Thursday, 11 June 2009
For the first time in nearly four years I have had the time to read my Beekeeping Magazines. They have piled up in a corner, many of them still in their plastic wrappers, unopened and unread. My hives, once full of busy bees, are now empty and unloved. The Varroa Mite has now reached 95% of British Colonies and without intervention even a previously health colony can be wiped out in three to four years. Beekeeping in Britain is largely a hobby and a very interesting, relaxing, and rewarding hobby it is. You never stop learning, and providing you grasp the basics you can stop where you want to. There is an opportunity to involve other People, as there are many things connected with beekeeping that don’t involve getting too close to a beehive.
Many beekeepers are keen gardeners and every year I decide to plant up my veggie patch, pick my soft fruit and use my honey crop to become a little more self sufficient. Unfortunately there always seems to be a by-election or some other crisis and I end up saying "next year"

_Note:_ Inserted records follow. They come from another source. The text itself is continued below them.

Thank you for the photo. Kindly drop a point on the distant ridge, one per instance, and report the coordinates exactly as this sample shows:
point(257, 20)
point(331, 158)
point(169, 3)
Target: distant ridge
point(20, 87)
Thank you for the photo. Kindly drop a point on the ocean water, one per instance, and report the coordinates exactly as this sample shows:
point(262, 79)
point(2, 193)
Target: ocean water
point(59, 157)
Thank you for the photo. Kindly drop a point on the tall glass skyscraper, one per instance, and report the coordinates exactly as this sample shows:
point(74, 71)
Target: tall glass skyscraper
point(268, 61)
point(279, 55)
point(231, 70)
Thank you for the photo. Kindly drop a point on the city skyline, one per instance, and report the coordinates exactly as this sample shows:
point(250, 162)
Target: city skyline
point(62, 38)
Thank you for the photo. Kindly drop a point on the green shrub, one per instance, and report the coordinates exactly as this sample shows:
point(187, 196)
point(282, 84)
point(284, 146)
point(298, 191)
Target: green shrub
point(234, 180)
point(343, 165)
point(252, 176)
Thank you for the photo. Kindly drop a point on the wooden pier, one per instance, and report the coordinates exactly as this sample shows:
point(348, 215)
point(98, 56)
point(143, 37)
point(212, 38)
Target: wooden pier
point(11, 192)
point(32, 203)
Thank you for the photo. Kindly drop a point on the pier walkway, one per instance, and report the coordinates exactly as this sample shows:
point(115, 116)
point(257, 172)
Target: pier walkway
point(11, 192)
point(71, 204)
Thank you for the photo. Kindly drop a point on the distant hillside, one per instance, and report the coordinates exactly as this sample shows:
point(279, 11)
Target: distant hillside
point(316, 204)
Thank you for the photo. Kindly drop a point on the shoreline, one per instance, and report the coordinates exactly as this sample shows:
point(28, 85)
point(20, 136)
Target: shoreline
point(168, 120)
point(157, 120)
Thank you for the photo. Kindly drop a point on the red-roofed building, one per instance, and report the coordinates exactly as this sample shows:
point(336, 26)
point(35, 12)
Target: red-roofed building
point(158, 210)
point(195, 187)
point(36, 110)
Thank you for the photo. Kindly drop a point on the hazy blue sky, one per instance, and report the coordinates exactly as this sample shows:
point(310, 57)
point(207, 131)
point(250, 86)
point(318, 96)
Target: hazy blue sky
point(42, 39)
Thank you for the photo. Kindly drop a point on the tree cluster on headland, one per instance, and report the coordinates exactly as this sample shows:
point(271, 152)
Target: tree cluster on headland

A crop of 40-60lb of honey on average per year is not exceptional and once you have a good supply of honey it is surprising what uses you will find for it. Honey can be used to replace sugar in many recipes, and fermented into mead which is one of the simplest drinks to make. Beeswax can be used for making candles, polish, soap, cosmetics, etc. All these things can be made with equipment that is available in most households.
Many gardens will accommodate a couple of hives providing they are sited sensibly. Beekeeping is seasonal and the amount of time needed varies. During the summer expect to spend, say, an hour on one colony, and 20-30 minutes on subsequent colonies per week for an inexperienced beekeeper, and half that for those who have been keeping bees for a year or so. A reasonably experienced beekeeper will only make fortnightly inspections, which further reduces the time needed. Swarming is the main problem during the summer and there are times when colonies must be inspected, and it is no good putting inspections off until tomorrow, otherwise your swarm could be causing a nuisance to someone else, and possibly sour relations, as well as causing a possible loss of honey. Winter work is generally maintenance of equipment which takes up little time, and there are no short deadlines.